Toyota Motor Corp.'s North American chief said vehicles powered by gasoline-electric hybrid engines will dominate U.S. roads as fuel prices continue to rise. The largest Japanese automaker hopes high fuel prices push drivers from gas guzzlers to more efficient product lines.

"Eventually, everything will be a hybrid," said Jim Press, president of Toyota Motor North America, in an interview Tuesday in New York. Hybrids have been driving Toyota's growth in the U.S., he said.

Toyota sells three out of every five hybrids purchased in the U.S., most of them Prius models.

Toyota, Japan's biggest carmaker and second to General Motors worldwide, is aiming to make as many as 400,000 gasoline-electric vehicles in 2006, including Prius cars, Camry sedans, Highlander sport utility vehicles and Coaster buses, Katsuaki Watanabe, president of Toyota, said at an investor conference in New York Monday. Hybrid vehicles combine a gasoline engine with a battery pack that is recharged through braking. A Prius hybrid carries a sticker price of $20,875 in California.

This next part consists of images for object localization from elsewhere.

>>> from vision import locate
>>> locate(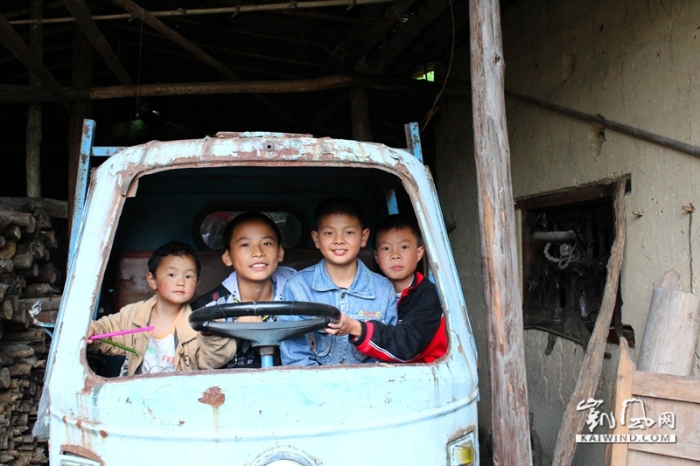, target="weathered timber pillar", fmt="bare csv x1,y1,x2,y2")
468,0,532,464
67,24,93,227
26,0,43,198
350,87,372,142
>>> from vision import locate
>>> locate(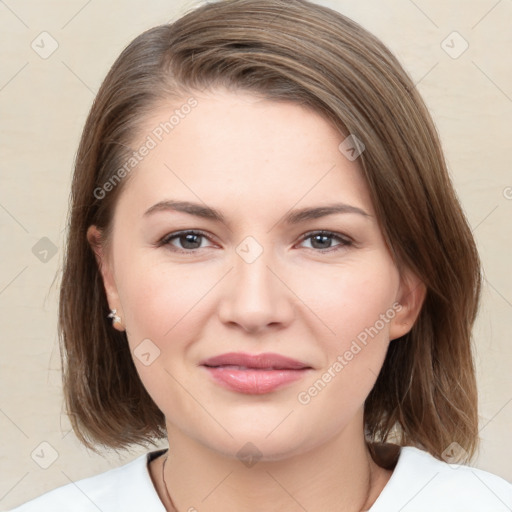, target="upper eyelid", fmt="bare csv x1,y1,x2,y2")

"The Prius is the forerunner," Press said. The Prius is one of the first mass-produced and marketed hybrid electric vehicles on the roads today. The Prius was a milestone model for the largest Japanese automaker. Car owners also want to emphasize they are driving an environment-friendly car. There are currently 12 hybrids available, including the Civic hybrid from Honda Motor Co and the Escape SUV from Ford Motor Co. The receipts fell 6.4 percent this year.

"We believe that in 10 years the world will be filled with hybrids," Mr. Okamoto said.